Tous les ans, le même rituel, une fois la route prise, on oublie sa vie d’avant et on se prépare. Seront-ils tous là? M’attendront-ils? Tant de questions et déjà des doutes.
Doit-on revenir sur ce qui a été dit l’été dernier? Lorsqu’on ne s’est même pas excusé d’avoir été blessant. Il faudra faire table rase de l’année dernière ou bien les vacances seront gâchées.
Et puis voilà l’arrivée, tant attendue, on regarde par la vitre mais personne n’est là. Il est déjà tard, peut-être sont-ils allés faire un tour, ou bien ils sont en train de manger peut être.
On s’installe, on se prépare, on mangera plus tard. Vite descendre au lieu de rencontre, le lieu de vie du village. Mais quelle désolation, quelle tristesse. Personne, pas même ce chien errant tellement crasseux qui passe sa vie à quémander un petit quelque chose.
Déception bien sûr, mais on ne veut pas laisser la première impression être la bonne. C’est tout juste valable pour les proverbes ça… Alors on se balade dans les rues désertes, le silence omniprésent semble presque voulu. Toute vie semble avoir déserté les ruelles. L’eau ruisselle dans la calade sans discontinuer, seule source de bruit, si légère qu’on l’oublie presque aussitôt.
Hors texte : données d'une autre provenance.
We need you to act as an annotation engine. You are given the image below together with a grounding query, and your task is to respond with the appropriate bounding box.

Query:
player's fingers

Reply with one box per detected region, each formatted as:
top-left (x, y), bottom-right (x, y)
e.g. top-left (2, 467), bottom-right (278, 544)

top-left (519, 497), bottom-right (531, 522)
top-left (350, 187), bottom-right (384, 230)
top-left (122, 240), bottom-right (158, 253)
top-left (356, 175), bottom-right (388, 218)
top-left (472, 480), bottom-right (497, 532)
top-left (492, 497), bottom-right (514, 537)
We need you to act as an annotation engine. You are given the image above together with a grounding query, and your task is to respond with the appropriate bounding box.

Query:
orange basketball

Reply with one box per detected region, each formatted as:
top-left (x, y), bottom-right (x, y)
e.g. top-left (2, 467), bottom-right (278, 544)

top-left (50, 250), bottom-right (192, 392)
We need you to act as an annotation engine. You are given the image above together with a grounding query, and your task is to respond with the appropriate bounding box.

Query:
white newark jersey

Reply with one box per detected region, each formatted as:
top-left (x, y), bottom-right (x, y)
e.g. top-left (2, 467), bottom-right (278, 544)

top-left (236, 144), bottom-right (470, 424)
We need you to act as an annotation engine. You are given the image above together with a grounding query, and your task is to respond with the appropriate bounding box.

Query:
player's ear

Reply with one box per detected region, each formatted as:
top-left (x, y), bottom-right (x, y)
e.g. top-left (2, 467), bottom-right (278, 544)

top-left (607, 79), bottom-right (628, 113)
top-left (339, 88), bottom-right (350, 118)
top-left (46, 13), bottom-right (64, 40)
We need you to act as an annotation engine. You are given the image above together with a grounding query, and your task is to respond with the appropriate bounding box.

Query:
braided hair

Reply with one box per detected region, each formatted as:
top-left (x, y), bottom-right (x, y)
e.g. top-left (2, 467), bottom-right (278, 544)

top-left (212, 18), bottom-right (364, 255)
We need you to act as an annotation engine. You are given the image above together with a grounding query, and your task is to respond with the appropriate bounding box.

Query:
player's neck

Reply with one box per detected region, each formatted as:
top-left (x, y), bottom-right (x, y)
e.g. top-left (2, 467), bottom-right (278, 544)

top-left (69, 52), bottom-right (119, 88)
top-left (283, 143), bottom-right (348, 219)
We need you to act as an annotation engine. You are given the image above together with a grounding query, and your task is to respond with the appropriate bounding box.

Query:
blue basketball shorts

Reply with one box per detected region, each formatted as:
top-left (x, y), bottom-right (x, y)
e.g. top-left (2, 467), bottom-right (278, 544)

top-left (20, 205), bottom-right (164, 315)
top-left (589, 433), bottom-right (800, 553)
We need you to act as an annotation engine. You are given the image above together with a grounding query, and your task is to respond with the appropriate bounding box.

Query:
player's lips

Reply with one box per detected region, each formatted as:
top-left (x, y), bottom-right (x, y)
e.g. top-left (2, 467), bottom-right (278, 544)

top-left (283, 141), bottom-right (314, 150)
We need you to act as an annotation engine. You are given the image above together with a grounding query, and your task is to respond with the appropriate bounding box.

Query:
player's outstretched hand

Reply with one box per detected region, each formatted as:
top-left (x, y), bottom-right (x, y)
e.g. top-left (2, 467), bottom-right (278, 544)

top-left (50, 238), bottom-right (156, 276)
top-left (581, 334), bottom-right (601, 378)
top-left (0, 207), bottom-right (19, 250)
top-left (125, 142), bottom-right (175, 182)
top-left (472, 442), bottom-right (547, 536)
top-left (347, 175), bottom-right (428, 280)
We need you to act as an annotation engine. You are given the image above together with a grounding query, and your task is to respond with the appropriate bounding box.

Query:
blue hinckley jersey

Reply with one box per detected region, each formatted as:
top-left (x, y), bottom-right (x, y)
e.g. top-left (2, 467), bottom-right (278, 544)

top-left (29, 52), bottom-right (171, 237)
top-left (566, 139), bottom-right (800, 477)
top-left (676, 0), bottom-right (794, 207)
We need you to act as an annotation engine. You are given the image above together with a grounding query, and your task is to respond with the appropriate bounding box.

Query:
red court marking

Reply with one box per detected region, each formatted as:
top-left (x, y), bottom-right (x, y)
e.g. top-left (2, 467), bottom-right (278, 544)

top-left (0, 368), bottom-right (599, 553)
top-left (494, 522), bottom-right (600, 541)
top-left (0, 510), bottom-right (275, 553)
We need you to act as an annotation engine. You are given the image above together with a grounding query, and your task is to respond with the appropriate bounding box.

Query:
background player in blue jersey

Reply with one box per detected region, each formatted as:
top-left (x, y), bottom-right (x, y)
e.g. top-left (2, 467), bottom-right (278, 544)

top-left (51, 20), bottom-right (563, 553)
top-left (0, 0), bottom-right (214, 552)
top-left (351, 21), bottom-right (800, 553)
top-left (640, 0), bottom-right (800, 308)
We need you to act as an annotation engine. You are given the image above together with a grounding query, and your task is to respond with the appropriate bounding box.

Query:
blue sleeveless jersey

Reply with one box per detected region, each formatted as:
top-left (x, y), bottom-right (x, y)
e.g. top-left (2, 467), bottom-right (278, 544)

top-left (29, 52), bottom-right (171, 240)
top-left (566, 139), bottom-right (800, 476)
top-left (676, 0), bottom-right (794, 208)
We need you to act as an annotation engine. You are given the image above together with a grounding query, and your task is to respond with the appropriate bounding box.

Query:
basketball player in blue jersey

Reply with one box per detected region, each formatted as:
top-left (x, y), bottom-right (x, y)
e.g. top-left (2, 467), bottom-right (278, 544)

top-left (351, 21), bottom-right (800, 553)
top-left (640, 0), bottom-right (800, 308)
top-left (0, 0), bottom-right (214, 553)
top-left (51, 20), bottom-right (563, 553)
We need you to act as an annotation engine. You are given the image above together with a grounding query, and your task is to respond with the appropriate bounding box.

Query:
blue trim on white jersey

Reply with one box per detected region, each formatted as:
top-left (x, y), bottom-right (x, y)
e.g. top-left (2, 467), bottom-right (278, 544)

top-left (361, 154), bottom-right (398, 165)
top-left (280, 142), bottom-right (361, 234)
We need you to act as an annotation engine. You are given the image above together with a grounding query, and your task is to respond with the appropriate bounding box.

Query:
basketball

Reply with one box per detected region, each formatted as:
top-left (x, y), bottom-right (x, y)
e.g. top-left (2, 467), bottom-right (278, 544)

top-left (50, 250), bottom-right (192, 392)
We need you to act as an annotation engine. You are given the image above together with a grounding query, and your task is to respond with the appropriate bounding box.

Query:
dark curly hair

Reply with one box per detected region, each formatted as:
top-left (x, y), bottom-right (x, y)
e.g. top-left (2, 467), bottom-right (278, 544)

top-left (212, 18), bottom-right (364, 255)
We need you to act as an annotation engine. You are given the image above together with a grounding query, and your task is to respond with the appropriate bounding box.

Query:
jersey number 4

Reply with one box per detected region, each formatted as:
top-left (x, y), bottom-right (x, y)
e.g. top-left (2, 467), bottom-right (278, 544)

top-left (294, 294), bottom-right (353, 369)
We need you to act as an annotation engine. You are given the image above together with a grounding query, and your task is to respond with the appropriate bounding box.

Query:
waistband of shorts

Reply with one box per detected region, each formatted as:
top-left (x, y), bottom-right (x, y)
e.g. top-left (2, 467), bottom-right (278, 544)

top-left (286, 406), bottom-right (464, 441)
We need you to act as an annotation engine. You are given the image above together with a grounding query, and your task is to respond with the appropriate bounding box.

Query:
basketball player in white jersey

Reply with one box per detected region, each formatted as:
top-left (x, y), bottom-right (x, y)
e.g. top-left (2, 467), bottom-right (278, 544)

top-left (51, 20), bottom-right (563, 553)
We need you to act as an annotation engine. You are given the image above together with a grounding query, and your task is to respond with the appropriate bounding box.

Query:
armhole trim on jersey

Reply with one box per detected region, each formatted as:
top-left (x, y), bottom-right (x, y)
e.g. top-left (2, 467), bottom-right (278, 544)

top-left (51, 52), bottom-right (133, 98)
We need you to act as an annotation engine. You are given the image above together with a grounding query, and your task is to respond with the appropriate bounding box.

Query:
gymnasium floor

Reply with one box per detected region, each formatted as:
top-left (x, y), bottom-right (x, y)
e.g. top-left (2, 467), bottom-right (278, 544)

L’astre lunaire éclaire les pierres disjointes de ces vieilles rues pavées. Chaque fenêtre est fermée, les volets clos ou alors branlants et tenus par quelques bricoles. La nuit est fraîche comme souvent dans ces collines. Mais ce soir le froid est plus omniprésent encore que l’année dernière semble-t-il. Pas de vent qui descend au cœur de la végétation, juste le silence.
Tout l’empressement que l’on a mis à préparer les valises, à faire la route au mépris de la fatigue. Tout ce temps passé à imaginer les retrouvailles, ce qu’on allait bien pouvoir dire. Puis finalement se trouver tellement seul au milieu de ces murs tordus qui semblent chaque année se pencher un peu plus les uns sur les autres.
On lève la tête vers le ciel, grâce au manque de lumière publique on peut voir les étoiles, seules lueurs qui viennent égayer ce décor oublié. Tiens c’est déjà la nuit, et il est tard, peut-être la vie a-t-elle repris ses droits sur la place du village. Un petit détour par le grand terrain sur lequel les gens ont l’habitude de garer leurs voitures. Mais non, rien à part ces traces sur le sol, seuls vestiges des passages nombreux et réguliers.
Et cette herbe roussie par le soleil et par le feu. Ah oui le feu, on l’avait presque oublié. C’est vrai que lorsqu’on fait les choses par habitude, on oublie les événements ponctuels.
D’ailleurs où sont passées les carcasses, les tôles, le plastique fondu?
Il fait nuit, peut-être sont-elles toujours au fond du terrain, là où elles ont été entreposées, montagne de déchets et seuls souvenirs de ce moment.
Toujours personne sur la place, la fontaine ne marche même pas, il faut dire que sans personne pour l’entretenir, elle a dû geler cet hiver et l’eau doit s’écouler d’une canalisation percée quelque part. Comment peut-on en arriver là?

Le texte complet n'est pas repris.